Authors: Amir Rahimi, Amirreza Shaban, Ching-An Cheng, Richard Hartley, Byron Boots

NeurIPS 2020 | Conference PDF | Archive PDF | Plain Text | LLM Run Details

Reproducibility Variable Result LLM Response
Research Type Experimental We show the effectiveness of the proposed method across a wide range of datasets and classifiers. Our method outperforms state-of-the-art post-hoc calibration methods, namely temperature scaling and Dirichlet calibration, in several evaluation metrics for the task. ... We evaluate the performance of intra order-preserving (OP), order-invariant intra order-preserving (OI), and diagonal intra order-preserving (DIAG) families in calibrating the output of various im-age classification deep networks and compare their results with the previous post-hoc calibration techniques. ... Table 1 summarizes the results of our calibration methods and other baselines in terms of ECE and presents the average relative error with respect to the uncalibrated model.

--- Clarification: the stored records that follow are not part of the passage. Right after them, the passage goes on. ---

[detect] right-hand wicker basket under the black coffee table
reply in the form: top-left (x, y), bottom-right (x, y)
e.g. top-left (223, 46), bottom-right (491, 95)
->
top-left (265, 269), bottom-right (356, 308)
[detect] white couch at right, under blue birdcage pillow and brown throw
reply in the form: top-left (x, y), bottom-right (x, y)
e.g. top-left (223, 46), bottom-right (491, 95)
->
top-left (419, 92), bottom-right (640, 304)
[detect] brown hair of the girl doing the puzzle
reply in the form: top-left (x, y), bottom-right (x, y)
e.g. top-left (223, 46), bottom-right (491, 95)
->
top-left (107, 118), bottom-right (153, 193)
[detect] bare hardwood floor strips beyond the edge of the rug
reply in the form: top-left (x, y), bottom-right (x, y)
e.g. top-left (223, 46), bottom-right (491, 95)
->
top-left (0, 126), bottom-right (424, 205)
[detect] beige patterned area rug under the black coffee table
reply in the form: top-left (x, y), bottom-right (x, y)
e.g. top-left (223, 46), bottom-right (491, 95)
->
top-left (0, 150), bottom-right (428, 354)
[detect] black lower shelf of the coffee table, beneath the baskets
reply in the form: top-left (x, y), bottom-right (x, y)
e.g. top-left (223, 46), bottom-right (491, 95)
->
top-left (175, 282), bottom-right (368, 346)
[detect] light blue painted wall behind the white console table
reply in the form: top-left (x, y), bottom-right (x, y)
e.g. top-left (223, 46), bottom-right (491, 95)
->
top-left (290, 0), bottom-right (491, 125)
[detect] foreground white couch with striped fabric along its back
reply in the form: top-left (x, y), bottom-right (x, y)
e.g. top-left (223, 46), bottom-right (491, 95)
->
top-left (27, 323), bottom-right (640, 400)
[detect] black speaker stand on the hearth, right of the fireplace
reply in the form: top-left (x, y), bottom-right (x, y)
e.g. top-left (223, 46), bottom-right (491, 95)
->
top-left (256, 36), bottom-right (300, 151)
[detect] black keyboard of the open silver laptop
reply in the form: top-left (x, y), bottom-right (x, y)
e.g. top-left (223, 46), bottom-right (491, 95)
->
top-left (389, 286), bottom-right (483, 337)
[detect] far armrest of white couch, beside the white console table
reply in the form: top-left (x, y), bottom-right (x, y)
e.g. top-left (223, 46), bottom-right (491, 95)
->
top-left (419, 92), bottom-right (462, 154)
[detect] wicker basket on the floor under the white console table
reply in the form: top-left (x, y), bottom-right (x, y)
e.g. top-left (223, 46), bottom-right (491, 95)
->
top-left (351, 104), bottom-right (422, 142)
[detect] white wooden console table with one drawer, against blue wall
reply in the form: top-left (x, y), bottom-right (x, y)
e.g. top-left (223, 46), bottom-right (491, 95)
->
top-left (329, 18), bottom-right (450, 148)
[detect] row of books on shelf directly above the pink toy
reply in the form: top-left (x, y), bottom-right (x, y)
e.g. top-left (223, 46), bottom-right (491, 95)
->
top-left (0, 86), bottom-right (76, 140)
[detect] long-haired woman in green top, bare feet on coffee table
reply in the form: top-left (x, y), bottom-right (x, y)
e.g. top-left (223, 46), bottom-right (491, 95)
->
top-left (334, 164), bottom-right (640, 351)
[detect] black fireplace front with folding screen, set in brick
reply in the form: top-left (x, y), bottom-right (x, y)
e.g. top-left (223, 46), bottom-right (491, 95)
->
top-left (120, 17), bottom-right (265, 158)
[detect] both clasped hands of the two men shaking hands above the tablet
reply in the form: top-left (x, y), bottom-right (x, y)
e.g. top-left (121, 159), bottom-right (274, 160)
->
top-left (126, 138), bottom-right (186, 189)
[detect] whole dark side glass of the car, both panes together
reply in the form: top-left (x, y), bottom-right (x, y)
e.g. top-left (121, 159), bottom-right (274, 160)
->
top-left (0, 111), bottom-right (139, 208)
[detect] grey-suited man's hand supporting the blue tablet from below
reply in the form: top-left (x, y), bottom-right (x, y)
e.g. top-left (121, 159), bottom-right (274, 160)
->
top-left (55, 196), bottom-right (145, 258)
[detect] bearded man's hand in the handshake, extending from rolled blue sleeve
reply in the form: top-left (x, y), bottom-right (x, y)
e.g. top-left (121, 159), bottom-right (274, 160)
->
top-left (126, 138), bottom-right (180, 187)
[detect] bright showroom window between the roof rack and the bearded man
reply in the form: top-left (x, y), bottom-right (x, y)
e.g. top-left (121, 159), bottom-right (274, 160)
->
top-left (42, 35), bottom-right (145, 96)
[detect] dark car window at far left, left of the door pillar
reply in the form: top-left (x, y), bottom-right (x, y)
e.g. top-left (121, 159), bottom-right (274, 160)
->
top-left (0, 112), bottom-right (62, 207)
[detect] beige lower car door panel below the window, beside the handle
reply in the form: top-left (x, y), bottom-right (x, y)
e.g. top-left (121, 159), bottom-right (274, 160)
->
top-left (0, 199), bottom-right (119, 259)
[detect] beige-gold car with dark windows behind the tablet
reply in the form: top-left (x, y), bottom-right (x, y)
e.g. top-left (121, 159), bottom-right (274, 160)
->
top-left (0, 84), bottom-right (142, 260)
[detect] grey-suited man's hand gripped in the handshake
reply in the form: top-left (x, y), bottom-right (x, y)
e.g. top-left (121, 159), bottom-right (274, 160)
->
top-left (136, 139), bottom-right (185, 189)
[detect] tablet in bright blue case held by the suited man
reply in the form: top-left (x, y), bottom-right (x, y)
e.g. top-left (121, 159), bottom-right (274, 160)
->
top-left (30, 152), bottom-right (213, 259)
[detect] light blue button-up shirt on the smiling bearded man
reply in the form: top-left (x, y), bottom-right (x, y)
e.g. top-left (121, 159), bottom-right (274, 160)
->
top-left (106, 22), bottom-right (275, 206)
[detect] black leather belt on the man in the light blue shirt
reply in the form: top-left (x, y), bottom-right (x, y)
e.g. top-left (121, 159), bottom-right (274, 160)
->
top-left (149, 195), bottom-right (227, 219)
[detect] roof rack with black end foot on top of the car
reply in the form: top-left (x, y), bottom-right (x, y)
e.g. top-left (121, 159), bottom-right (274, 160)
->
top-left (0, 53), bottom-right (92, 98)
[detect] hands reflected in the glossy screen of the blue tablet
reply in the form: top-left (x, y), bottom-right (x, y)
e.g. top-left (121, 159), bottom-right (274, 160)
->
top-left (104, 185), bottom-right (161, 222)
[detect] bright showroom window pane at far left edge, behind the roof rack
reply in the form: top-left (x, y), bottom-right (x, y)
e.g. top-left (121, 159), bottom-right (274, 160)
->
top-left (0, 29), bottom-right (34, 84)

Researcher Affiliation Collaboration Amir Rahimi ANU, ACRV amir.rahimi@anu.edu.au Amirreza Shaban Georgia Tech ashaban@uw.edu Ching-An Cheng Microsoft Research chinganc@microsoft.com Richard Hartley Google Research, ANU, ACRV richard.hartley@anu.edu.au Byron Boots University of Washington bboots@cs.washington.edu
Pseudocode No The paper includes a flow graph (Figure 3) but does not contain explicit pseudocode or clearly labeled algorithm blocks.
Open Source Code No The paper refers to the 'official implementation' of a baseline method [14] and a proposed architecture from another paper [31], but does not provide specific access to its own source code for the intra order-preserving functions.
Open Datasets Yes We use six different datasets: CIFAR-{10,100} [13], SVHN [24], CARS [12], BIRDS [32], and Image Net [4].
Dataset Splits Yes We follow the experiment protocol in [14, 16] and use cross validation on the calibration dataset to find the best hyperparameters and architectures for all the methods.
Hardware Specification No The paper does not provide specific hardware details such as GPU or CPU models used for running its experiments.
Software Dependencies No The paper uses deep learning frameworks implicitly but does not provide specific software dependencies with version numbers.
Experiment Setup No The paper states that 'cross validation on the calibration dataset to find the best hyperparameters and architectures' was used and mentions the negative log likelihood (NLL) loss with a regularization weight λ, but it does not provide specific values for these hyperparameters or other training configurations like learning rate or batch size.